Maybe it was because Altman himself was known to personally reach out to engineers at DeepMind to see if they would jump ship, according to someone close to OpenAI. But he generally took a careful, deliberate approach to recruiting, spending about 30 percent of his time on the task and speaking at length to every interviewee, another former employee says. “We went to his place and walked for one hour around [San Francisco’s] Prussian Hill,” says one former staffer about their experience being interviewed by Altman. Once you joined, Altman largely made himself accessible, sitting in the company’s open plan office on his laptop. “Anyone could message him on Slack and talk to him,” they remember. “It wasn’t frowned upon.” In the more hierarchical structure of DeepMind, Hassabis tended to be holed up in an office or meeting room and was harder to pin down. You had to go through other managers and gatekeepers to get his time.

OpenAI was about to differentiate itself from DeepMind in another way. Ilya Sutskever, OpenAI’s star scientist, couldn’t stop thinking about what the transformer could do with language. Google was using it to better understand text. What if OpenAI used it to generate text? Sutskever talked to a young researcher at OpenAI named Alec Radford, who’d been experimenting with large language models. Although OpenAI is best known today for ChatGPT, back in 2017 it was still throwing spaghetti on the wall to see what would stick, and Radford was one of only a handful of people at OpenAI looking at the technology that powered chatbots.

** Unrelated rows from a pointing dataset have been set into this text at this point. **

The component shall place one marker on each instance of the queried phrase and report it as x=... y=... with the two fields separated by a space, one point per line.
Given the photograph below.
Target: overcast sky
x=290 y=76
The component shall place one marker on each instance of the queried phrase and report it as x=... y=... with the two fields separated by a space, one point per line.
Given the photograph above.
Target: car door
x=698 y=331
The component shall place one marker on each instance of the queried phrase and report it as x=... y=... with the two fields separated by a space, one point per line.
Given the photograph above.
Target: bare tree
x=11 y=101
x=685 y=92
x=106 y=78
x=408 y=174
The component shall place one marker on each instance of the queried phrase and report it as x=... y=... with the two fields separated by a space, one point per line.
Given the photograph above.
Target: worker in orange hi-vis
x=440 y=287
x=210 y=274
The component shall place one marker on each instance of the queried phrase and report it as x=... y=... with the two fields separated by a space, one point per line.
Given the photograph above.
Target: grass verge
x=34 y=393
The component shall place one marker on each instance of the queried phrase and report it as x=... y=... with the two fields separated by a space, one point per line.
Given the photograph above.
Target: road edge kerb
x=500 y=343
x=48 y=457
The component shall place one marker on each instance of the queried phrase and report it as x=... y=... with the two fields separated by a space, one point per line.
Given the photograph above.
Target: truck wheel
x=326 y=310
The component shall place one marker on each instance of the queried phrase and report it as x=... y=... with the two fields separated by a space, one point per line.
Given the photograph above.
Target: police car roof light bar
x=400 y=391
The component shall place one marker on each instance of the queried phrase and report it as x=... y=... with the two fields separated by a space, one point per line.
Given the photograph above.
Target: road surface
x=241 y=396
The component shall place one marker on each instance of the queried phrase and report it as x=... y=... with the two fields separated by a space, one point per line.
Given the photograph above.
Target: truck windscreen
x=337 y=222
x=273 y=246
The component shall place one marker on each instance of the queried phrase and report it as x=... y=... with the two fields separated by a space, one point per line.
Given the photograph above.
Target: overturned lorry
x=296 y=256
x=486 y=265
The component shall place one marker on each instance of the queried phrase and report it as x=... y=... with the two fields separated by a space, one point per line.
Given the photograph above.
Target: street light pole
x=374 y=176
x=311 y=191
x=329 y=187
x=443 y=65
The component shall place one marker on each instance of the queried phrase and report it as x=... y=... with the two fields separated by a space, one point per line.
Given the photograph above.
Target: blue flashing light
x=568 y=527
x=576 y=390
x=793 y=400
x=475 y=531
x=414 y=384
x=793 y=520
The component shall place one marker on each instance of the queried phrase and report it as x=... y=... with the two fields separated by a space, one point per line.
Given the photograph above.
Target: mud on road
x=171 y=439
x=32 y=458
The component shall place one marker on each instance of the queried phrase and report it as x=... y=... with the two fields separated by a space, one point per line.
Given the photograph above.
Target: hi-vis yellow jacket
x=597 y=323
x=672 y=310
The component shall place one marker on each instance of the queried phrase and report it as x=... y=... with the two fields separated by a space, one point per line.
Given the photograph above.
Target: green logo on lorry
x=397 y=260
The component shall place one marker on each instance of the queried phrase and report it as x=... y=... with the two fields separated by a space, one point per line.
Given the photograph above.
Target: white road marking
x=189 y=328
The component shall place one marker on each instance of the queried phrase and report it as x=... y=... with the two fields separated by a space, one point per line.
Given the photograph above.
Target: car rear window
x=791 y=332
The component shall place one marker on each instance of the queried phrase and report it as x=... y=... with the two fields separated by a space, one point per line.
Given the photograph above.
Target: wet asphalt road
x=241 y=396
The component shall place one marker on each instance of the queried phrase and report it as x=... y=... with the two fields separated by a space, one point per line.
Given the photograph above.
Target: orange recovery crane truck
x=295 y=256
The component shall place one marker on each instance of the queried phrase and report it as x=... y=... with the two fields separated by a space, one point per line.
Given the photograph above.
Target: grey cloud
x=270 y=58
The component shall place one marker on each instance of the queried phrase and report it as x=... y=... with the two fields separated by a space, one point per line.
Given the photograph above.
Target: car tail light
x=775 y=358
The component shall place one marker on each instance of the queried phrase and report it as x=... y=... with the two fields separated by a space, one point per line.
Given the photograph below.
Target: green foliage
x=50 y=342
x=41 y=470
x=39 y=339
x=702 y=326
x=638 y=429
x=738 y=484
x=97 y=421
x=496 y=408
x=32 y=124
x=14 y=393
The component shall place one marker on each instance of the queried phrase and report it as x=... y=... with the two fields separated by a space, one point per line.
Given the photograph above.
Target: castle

Large language models themselves were still a joke. Their responses were mostly scripted and they’d often make wacky mistakes. Radford, who wore glasses and had an overgrown mop of reddish-blond hair that made him look like a high schooler, was eager to improve on all the previous academic efforts that tried to make computers better at talking and listening, but he was an engineer at heart and wanted a quicker route to progress. For at least six months he’d been hitting brick walls with his experiments, spending weeks on one project and then moving on to the next. He’d trained one language model on two billion comments he scraped from the internet forum Reddit, but it didn’t work well.

When the transformer came out, he saw it at first as a crushing blow from Google. Clearly the bigger company had more expertise in AI. But after a while, it looked like Google didn’t have any big plans for its new invention, and Radford and Sutskever realized they could use the architecture to OpenAl’s advantage. They would just have to put their own spin on it. The transformer model that powered Google Translate used something called an encoder and a decoder to process words. The encoder would process the sentence coming in, perhaps in English, and the decoder would generate the output, like a sentence in French.